How long does it take to go from zero DSA knowledge to interview-ready?
With 1-2 hours of daily practice, most engineers can go from beginner to interview-ready in 4-6 months. The first 2 months focus on data structures and easy problems. Months 3-4 add patterns and medium problems. Month 5-6 covers hard problems and mock interviews. If you can invest 3+ hours/day, compress it to 2-3 months.
Should I use LeetCode Premium in India?
LeetCode Premium (₹2,000-3,000/month) gives access to company-specific problem lists and explanations. It's worth it 2-3 months before your target interview if you have a specific company in mind. For general DSA skill building, the free tier is sufficient — NeetCode.io and Striver's SDE Sheet cover the most important problems.
What topics should I learn before starting LeetCode?

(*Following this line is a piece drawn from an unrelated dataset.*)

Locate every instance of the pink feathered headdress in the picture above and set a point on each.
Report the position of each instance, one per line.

Before LeetCode, understand: arrays, linked lists, stacks, queues, hashmaps, binary search, and basic recursion. These are the building blocks of all interview problems. You can learn them through GeeksforGeeks or NeetCode's foundations section. Spend 2-3 weeks here before touching Medium problems.
Can I crack Flipkart, Swiggy, or Razorpay interviews with this roadmap?
Yes. This roadmap covers the DSA fundamentals tested at top Indian product companies like Flipkart, Swiggy, Meesho, Razorpay, Phonepe, and Paytm. These companies focus on medium-difficulty problems with a strong emphasis on trees, graphs, and dynamic programming. Complete months 1-3 of this roadmap for these companies.